For this section I’m using Google Colab connected to a local python runtime, version 3.9.1. Unfortunately, at the time of writing this article, Colab is stuck on python 3.6.9 and some of the features in this lecture require version 3.9 and up. So, keep that in mind if you’re following along on Google Colab.
How Time Works
The first thing we need to discuss are timezones. So, when I was writing this script, I was sitting in Mandeville, Lousiana and it was Thursday, December 10th, 2020 @ 7:45PM, keeping in mind that I was in the U.S. Central timezone. If, at the same point in time, my friend in Melbourne looked at his clock, he’d say it was Friday December 11th @ 12:45PM because he’s located in the Australia Melbourne timezone.
If you look at a map of timezones you can see how jagged and un-uniform they are. Not to mention, there’s a lot of historical messiness like Russia going from 11 timezones to 9 timezones then back to 11, and Nepal not even adopting a standard timezone until 1986.
Nonetheless, suppose you were building a software application where people can schedule and share meetings. How would you store the datetime each meeting is scheduled to start? Well, a logical thing to do would be to store all the data relative to a single timezone, and then make your users (or basically the display of your application) responsible for converting those datetimes into their respective local timezones.

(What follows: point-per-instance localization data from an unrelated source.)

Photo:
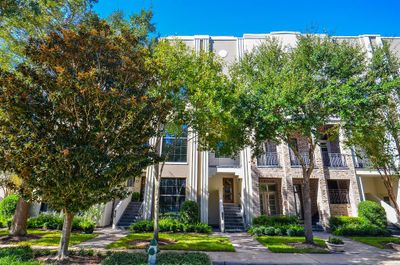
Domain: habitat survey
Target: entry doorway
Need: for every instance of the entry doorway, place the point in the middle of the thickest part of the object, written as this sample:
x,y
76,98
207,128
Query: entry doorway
x,y
228,190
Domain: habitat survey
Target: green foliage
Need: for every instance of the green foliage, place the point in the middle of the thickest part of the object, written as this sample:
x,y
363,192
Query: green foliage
x,y
373,212
169,225
276,220
335,240
136,196
162,259
364,229
8,206
338,221
278,230
189,212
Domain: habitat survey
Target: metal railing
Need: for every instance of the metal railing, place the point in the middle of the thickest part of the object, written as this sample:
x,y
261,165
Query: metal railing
x,y
294,161
339,196
270,159
334,159
214,161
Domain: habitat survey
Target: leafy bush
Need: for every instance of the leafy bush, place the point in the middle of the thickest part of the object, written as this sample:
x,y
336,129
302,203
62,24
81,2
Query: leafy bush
x,y
189,212
171,258
276,220
169,225
373,212
52,221
338,221
135,196
295,230
8,206
364,229
335,240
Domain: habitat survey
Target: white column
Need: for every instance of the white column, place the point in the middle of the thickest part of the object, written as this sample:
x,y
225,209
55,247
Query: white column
x,y
149,189
204,188
193,162
247,185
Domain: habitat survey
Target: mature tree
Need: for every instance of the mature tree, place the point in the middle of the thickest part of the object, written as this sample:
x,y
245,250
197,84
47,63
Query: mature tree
x,y
374,128
20,20
193,88
289,94
75,123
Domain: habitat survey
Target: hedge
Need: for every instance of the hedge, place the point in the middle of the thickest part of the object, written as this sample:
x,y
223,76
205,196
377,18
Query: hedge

For example, let’s suppose you decide you want to use US Eastern as your master key timezone, from which all other timezones are referenced. If I schedule a meeting for 10:30 AM of May 1st 2030, US Central Time, then under the hood, your calendar application would convert that to 11:30 AM of May 1st 2030 and store that value into your database of all calendar events. Note that you don’t need to store the timezone because you know that every time in your database is in US Eastern Time. Now if I invite my Aussie friend to join my meeting, he can do a quick conversion to figure out the meeting starts at 1:30 AM of May 2nd 2030 local Melbourne time. This is a nice architecture because you’ve made storing datetimes very simple, and you’ve decoupled the hard work of actually converting between timezones to the end users. There’s just one little problem..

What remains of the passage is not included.